The Canadian dollar moved higher on Friday, reaching its most firm level in three weeks after government employment figures for June showed the economy created more positions than analysts had projected.
Trading at 1.4125 per U.S. dollar, the loonie was 0.3% stronger on the session, equivalent to 70.80 U.S. cents, and had not been this strong since June 19. Over the week the currency posted a 0.5% gain, reversing a run of five successive weekly declines.
Statistics for June showed Canada added 18,200 net jobs, exceeding the consensus forecast of 10,000. The unemployment rate fell to 6.5%, preserving the momentum seen in the prior month even as the report noted ongoing trade uncertainty.
Separately, a Reuters poll cited in market coverage indicated the Bank of Canada is expected to keep its overnight rate unchanged at 2.25% when it meets on July 15, and to maintain that rate well into the next year. The poll attributed the expected pause to inflation pressures that remain largely contained and an economy that is recovering gradually.
Additional data released earlier in the week showed Canadian exports rose for the fourth straight month in May. That string of export gains was presented as further evidence that the economy rebounded in the second quarter after having contracted in two consecutive quarters.
Market context
Stronger payroll numbers combined with improving export volumes provided the immediate support for the currency move.
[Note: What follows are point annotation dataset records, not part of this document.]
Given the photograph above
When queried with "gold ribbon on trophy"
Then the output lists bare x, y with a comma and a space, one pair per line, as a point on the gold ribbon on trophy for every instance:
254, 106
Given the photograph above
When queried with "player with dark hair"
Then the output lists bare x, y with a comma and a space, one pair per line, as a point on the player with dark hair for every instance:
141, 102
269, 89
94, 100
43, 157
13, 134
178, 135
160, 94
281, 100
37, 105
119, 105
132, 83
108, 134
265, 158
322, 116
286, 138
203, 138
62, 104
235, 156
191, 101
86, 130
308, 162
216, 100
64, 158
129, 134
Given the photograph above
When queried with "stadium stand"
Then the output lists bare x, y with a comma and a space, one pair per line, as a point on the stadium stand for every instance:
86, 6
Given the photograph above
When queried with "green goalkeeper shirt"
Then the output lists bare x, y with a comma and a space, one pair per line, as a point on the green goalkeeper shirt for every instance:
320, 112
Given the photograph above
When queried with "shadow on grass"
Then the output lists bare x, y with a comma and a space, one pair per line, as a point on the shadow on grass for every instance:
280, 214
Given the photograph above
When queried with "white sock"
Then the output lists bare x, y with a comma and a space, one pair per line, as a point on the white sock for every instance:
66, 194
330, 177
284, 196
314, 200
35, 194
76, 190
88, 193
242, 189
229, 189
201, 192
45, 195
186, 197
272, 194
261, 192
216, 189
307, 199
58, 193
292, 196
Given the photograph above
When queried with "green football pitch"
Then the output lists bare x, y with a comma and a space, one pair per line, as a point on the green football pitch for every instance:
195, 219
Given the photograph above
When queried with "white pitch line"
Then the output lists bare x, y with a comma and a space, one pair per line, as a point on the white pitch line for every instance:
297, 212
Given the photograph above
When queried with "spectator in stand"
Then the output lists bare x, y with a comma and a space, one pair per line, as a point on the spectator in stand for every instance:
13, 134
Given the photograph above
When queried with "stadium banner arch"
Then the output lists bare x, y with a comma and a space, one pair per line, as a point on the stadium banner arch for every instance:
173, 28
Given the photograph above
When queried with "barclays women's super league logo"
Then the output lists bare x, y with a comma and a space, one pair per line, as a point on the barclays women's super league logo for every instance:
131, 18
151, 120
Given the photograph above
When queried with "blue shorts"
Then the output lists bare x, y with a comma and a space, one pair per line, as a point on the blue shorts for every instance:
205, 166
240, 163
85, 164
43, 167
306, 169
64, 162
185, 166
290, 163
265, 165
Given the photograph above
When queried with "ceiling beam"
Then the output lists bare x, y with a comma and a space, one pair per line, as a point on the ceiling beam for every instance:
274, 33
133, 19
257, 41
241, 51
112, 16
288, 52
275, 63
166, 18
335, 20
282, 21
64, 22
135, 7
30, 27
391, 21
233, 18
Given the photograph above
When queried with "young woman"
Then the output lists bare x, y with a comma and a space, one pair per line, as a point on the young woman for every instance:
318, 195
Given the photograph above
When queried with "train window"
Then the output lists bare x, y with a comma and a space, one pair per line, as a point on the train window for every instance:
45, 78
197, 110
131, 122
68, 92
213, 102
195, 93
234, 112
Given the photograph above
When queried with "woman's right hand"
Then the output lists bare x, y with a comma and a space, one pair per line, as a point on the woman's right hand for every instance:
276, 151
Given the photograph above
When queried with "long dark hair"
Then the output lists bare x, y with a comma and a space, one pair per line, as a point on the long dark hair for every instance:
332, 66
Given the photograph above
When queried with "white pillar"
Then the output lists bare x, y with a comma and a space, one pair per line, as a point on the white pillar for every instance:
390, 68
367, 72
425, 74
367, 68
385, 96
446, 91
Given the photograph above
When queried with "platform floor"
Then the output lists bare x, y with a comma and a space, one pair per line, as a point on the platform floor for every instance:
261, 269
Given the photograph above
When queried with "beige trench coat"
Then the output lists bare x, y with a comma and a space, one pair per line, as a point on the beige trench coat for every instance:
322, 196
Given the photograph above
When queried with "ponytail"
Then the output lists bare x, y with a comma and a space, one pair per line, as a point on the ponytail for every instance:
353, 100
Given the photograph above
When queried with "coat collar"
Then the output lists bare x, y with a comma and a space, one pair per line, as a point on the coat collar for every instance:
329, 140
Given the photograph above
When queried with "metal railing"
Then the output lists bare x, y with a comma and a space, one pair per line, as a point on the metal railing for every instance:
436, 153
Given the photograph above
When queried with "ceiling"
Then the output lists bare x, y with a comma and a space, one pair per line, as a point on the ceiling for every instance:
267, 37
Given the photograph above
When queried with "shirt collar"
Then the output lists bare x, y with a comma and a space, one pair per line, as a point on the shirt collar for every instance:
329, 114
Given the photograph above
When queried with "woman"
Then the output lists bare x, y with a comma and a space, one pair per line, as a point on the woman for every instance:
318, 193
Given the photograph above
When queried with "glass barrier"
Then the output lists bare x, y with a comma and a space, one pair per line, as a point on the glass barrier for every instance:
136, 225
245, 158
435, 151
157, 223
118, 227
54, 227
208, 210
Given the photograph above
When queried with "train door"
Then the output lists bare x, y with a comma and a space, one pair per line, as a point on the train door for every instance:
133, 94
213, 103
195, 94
The jobs surprise and a lower jobless rate reinforced a narrative of a cautiously recovering economy, while expectations the central bank will hold its policy rate contributed to a stable interest-rate outlook.
What to watch
- Labour-market releases and any revisions that could alter the perception of momentum in employment.
- Further trade and export reports that may confirm or challenge the reported rebound in the second quarter.
- Central bank communications around the July 15 policy decision and subsequent guidance on the path of overnight rates.